The hasty integration of generative artificial intelligence tools into the corporate environment is creating a new and dangerous front of vulnerability. A recent report by
This growing risk scenario is evidenced by the significant increase in the volume of digital threats. The research shows that global organizations faced an average of 2,027 cyber attacks per week over the last year, a number that represents a growth of 9% compared to the previous period.
The main concern lies in the phenomenon known as “shadow AI”, where employees use public AI platforms for work tasks, entering confidential company information. From source code snippets to strategic plans and customer data, this information can be stored insecurely and eventually accessed by unauthorized third parties.
The escalation of cyber attacks in numbers
The 9% increase in weekly attacks reflects a global trend of intensifying digital threats. Digital transformation, accelerated in recent years, has expanded companies’ attack surface, making them more susceptible to different types of security incidents.
Regions with high digitalization, such as Estados Unidos and Reino Unido, are at the epicenter of this escalation. In Nestes markets, more than 1,440 organizations suffered weekly attacks, an alarming increase of 39% compared to the previous year, demonstrating that digital maturity also increases the complexity of the threat landscape.
The role of generative AI in information exposure
The ease of use and apparent efficiency of generative AI tools have led to mass adoption, but without due diligence on security. Funcionários, in search of productivity, often enter confidential corporate data into system prompts such as ChatGPT and other similar platforms. The problem is that many of these tools do not guarantee the privacy of the data entered, which can be used to train language models or be stored on external servers without adequate encryption. Estudos indicate that approximately one in every 80 queries made by employees to generative AIs contains information that could be considered critical or proprietary. The lack of governance and clear policies on the use of these technologies creates a blind spot for security teams, who are unable to monitor or control the flow of information to these external platforms, increasing the risk of leaks that can lead to financial losses, reputational damage and compliance violations.
Ransomware groups stand out in the threat landscape
In the threat ecosystem, ransomware attacks continue to be one of the biggest concerns for companies of all sizes. Grupos specialists have improved their tactics, exploiting flaws in operating systems, virtualization environments and cloud infrastructures.
Among the most active, the group Qilin, of Russian origin, demonstrated aggressive and consistent activity, leading the number of published victims. The organization is known for its double extortion techniques, which involve encrypting data and threatening to leak it publicly.
Other notorious groups include LockBit5, which showed great resilience by quickly returning after police operations aimed at dismantling it, and Akira, which focuses its efforts on medium and large enterprise systems, causing significant disruption.

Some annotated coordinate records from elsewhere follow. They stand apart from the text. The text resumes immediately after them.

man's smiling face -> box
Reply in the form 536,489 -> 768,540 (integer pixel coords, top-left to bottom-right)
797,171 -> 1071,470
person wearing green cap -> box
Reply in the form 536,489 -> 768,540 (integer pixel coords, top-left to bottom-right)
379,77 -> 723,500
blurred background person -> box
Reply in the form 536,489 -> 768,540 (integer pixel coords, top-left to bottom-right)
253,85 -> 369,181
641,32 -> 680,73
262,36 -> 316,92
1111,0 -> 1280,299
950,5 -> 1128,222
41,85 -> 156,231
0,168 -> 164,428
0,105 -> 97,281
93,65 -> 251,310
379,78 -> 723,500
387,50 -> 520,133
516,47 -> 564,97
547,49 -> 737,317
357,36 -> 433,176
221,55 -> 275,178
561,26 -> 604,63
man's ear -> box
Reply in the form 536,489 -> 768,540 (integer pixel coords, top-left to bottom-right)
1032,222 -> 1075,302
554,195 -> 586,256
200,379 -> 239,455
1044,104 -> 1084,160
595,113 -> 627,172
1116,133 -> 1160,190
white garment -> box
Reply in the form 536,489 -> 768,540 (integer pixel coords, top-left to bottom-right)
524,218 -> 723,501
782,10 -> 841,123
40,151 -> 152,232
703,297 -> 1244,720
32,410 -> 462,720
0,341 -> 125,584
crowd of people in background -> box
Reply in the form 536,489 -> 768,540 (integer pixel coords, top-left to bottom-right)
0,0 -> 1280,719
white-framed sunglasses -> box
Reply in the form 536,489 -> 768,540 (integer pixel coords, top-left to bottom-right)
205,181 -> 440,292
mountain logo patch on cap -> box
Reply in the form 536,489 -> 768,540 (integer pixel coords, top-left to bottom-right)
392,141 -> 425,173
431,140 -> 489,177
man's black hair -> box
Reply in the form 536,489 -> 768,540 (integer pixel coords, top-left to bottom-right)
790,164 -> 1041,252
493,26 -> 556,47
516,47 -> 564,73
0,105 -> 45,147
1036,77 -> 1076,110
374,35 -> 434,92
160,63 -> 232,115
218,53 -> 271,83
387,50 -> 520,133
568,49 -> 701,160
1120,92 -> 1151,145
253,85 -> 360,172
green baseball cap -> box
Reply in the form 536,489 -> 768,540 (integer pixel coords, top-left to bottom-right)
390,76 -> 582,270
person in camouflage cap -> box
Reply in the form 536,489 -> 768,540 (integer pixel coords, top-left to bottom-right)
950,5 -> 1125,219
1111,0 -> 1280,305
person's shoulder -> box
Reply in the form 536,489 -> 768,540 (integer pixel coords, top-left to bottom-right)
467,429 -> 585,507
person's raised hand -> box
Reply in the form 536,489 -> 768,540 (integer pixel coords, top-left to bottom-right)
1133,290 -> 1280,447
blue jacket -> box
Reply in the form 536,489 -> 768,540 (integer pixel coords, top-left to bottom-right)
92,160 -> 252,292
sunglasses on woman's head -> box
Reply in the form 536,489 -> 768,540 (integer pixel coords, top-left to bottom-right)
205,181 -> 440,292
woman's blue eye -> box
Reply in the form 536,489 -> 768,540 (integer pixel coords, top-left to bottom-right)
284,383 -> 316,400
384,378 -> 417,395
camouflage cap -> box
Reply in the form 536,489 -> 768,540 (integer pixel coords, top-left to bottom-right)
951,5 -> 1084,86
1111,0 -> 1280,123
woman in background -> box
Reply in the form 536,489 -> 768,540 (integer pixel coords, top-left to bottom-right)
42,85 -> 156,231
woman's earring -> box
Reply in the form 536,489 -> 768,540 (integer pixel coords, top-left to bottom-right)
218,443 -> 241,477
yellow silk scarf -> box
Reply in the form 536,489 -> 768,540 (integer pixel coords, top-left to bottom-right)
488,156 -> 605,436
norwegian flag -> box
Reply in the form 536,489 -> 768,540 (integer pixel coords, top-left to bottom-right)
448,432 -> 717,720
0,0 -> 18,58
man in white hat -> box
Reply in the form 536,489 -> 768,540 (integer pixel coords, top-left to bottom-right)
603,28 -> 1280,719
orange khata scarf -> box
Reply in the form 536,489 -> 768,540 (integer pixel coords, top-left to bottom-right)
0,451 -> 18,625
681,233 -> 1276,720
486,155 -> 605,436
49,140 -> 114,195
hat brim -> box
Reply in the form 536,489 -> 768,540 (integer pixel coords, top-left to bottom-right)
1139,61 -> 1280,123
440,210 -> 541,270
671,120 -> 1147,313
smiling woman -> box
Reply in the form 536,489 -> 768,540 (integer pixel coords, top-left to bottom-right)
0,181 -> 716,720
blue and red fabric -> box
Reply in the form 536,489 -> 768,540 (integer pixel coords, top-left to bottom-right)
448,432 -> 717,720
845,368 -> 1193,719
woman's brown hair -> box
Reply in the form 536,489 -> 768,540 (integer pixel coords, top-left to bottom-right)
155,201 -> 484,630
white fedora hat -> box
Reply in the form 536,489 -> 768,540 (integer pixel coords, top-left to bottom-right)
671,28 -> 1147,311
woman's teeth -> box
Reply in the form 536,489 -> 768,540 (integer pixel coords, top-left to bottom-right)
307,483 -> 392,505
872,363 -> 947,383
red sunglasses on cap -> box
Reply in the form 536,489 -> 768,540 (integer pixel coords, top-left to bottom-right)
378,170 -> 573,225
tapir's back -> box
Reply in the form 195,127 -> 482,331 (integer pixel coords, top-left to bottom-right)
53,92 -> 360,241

The strategy of these groups has evolved to maximize pressure on victims. By exfiltrating large volumes of data before encrypting systems, they ensure a second form of coercion, making paying the ransom a more likely option to prevent public exposure of sensitive information.
Sectoral and geographic vulnerabilities
Incident analysis reveals that certain sectors are preferred targets for cyber criminals. The government and education sectors, along with non-profit institutions, have seen a high incidence of attacks. Essa vulnerability is often attributed to outdated IT infrastructures, limited security budgets, and a shortage of qualified professionals to manage digital defenses.
In these environments, inappropriate use of data in AI models further exacerbates the risk, as the lack of strict controls allows attackers to exploit loopholes with relative ease. Modernizing legacy systems and investing in security therefore becomes a critical priority to protect public information and data of citizens, students and donors.
The alarming growth of ransomware
The end of last year saw a worrying spike in ransomware attacks. Dezembro marcou o maior volume anual de incidentes públicos, com um aumento de 60% em comparação com o mesmo mês do ano anterior.
This growth was driven by the ability of attackers to improve their infiltration techniques. A exploração de vulnerabilidades de dia zero em softwares corporativos e o uso de credenciais roubadas continuam sendo os vetores de entrada mais comuns.
Additionally, criminals themselves are using artificial intelligence to optimize their campaigns. AI is used to create more convincing phishing emails, automate network reconnaissance, and identify high-value targets faster and more efficiently.
Mitigation strategies for corporate environments
To combat this new wave of threats, companies need to take a proactive approach to AI governance. Isso includes implementing clear usage policies that define what types of information can and cannot be fed into external AI tools.
Automatic classification of sensitive data is another fundamental measure, as it allows security solutions to identify and block attempts to send critical information in real time. Continuous employee training on the risks of shadow AI is also essential to strengthen the first line of defense.
The need for unified security platforms
Faced with the increasing complexity of threats, the use of multiple isolated and isolated security solutions proves to be ineffective. Organizations that adopt unified and consolidated cybersecurity platforms gain greater visibility across their entire IT environment, from the network to the cloud and endpoint devices. Essa integrated approach allows for faster threat detection and more agile and coordinated incident response, which is crucial for containing the damage of an attack in its early stages.